# simplicity wonder boy intermittant spark



## tractorwiz72 (Apr 12, 2012)

would like an answer this time please tractor forum users! Hi I have an old Simplicity Wonderboy 700 garden tractor that I just picked up at a flea market the other day. I just got it running and it runs with an intermittent spark. I'm wondering what is causing the problem and how I can fix it. Any advice would be appreciated. Thanks!


----------



## Ralphst16 (Jul 30, 2012)

Are the points gapped right? If so, try filing them with a small file.


----------



## tractorwiz72 (Apr 12, 2012)

I'm not sure exactly, I did clean them though


----------



## Ralphst16 (Jul 30, 2012)

Improper points gap will cause intermitten spark.
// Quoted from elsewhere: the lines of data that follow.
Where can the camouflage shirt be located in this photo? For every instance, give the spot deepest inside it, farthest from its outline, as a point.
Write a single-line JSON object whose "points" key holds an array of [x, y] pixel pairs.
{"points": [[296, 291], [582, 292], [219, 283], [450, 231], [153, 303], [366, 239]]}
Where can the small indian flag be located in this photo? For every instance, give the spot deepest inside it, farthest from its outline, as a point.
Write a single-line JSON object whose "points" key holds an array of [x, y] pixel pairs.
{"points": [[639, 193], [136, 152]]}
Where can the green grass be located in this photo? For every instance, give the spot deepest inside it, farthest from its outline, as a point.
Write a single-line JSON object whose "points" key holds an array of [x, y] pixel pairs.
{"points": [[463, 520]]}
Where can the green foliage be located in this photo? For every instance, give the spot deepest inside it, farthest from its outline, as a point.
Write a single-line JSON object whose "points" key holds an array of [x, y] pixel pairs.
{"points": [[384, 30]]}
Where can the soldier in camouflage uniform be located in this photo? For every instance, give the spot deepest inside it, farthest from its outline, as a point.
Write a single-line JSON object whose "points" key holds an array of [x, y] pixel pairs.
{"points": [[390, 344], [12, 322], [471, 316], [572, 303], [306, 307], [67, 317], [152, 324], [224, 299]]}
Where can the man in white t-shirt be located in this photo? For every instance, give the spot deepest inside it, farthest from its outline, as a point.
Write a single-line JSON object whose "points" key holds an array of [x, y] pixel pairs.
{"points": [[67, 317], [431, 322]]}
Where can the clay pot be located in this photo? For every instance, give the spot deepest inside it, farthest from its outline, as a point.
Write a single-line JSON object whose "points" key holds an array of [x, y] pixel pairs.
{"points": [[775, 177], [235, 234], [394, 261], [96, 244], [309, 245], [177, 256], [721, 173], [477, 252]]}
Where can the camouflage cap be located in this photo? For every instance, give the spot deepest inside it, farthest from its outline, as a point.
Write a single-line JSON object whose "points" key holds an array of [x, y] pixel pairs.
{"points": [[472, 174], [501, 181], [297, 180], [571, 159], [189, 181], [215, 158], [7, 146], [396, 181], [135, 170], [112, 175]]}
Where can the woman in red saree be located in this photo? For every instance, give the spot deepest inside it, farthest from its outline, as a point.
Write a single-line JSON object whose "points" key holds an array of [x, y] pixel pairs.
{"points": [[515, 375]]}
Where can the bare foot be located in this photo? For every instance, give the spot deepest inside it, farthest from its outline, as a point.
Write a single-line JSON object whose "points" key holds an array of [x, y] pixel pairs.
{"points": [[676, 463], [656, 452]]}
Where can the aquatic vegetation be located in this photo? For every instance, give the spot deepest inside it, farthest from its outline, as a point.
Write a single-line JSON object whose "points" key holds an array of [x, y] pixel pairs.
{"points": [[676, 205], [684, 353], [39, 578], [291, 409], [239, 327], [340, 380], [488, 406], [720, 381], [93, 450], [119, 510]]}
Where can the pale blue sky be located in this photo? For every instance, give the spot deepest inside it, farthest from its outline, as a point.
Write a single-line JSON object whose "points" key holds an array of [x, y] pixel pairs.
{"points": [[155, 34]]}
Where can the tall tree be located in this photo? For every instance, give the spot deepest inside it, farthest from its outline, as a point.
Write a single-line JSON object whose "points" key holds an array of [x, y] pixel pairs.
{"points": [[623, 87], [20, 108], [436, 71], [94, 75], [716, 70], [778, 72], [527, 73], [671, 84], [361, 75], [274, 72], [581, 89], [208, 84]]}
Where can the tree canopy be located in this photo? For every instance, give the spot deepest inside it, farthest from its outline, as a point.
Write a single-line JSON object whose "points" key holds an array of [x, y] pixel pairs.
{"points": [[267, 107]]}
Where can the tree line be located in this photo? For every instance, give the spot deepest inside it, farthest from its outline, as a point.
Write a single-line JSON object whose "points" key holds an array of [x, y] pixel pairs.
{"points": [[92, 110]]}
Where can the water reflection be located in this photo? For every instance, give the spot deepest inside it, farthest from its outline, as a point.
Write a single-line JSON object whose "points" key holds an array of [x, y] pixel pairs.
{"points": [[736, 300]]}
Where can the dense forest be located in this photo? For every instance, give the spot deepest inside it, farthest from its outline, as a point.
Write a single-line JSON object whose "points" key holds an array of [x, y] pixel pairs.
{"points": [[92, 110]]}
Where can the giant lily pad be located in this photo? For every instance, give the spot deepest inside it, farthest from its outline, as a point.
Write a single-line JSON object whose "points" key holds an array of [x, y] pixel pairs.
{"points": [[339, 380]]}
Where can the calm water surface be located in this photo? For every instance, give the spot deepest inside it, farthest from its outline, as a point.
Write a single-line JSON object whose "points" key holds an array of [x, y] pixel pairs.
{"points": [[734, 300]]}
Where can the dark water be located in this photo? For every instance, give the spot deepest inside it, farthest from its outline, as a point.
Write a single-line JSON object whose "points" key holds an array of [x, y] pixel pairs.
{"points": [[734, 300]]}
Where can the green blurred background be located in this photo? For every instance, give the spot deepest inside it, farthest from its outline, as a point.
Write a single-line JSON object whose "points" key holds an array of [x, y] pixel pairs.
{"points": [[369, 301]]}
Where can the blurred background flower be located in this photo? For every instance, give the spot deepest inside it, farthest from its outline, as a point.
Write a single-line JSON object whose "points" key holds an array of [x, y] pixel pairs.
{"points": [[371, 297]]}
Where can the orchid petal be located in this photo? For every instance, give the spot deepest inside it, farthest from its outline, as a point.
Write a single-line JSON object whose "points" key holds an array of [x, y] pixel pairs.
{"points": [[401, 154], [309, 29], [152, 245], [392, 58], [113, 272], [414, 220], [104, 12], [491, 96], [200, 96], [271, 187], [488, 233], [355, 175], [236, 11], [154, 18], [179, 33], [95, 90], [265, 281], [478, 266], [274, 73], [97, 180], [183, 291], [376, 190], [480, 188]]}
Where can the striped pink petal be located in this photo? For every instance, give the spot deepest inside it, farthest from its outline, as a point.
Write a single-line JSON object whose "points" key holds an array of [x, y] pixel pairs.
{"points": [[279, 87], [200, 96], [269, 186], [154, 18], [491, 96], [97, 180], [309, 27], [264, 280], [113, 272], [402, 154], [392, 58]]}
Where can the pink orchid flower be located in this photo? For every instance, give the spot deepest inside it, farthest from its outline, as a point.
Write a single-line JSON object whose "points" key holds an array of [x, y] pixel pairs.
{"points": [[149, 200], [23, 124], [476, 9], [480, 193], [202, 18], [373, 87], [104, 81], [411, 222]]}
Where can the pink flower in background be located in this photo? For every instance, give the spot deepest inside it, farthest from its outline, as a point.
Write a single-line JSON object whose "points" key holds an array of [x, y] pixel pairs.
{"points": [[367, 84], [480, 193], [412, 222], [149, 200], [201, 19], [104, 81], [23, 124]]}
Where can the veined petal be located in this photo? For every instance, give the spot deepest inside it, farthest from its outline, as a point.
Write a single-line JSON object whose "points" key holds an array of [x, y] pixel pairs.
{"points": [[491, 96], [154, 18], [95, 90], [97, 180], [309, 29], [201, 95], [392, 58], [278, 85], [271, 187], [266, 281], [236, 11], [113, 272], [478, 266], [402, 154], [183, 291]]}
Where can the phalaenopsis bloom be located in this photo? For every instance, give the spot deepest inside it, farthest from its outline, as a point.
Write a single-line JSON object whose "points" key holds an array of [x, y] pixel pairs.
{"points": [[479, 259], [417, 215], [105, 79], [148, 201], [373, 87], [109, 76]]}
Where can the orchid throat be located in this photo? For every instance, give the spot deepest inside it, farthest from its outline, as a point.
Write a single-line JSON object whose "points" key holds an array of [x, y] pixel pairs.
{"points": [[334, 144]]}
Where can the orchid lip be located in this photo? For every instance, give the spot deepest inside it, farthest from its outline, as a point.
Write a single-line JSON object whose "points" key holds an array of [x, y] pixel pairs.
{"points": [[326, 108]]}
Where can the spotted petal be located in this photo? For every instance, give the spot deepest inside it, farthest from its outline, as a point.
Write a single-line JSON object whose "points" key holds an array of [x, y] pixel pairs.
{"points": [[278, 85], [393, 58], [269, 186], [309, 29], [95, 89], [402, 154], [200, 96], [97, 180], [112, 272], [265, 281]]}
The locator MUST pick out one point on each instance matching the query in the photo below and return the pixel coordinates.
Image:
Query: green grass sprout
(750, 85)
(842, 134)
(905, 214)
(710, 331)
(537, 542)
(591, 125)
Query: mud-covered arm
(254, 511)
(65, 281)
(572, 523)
What kind of engine is it?


----------



## tractorwiz72 (Apr 12, 2012)

Briggs and Stratton, an old one


----------



## Ralphst16 (Jul 30, 2012)

Spark plug gap should be .030. Try gapping the points at .010 and see what happens.


----------



## tractorwiz72 (Apr 12, 2012)

how exactly do you adjust the point gaps on a b&s I've never had to do it before


----------



## Ralphst16 (Jul 30, 2012)

I think it has an adjusting screw where it connects to the block... loosen the screw just enough so the points can be moved, put your feeler gauge between the points, and tighten the screw.


----------



## tractorwiz72 (Apr 12, 2012)

ok thanks man I hope that works


----------



## Ralphst16 (Jul 30, 2012)

No problem, If you still have any questions let me know and I'll try to help as much as I can.


----------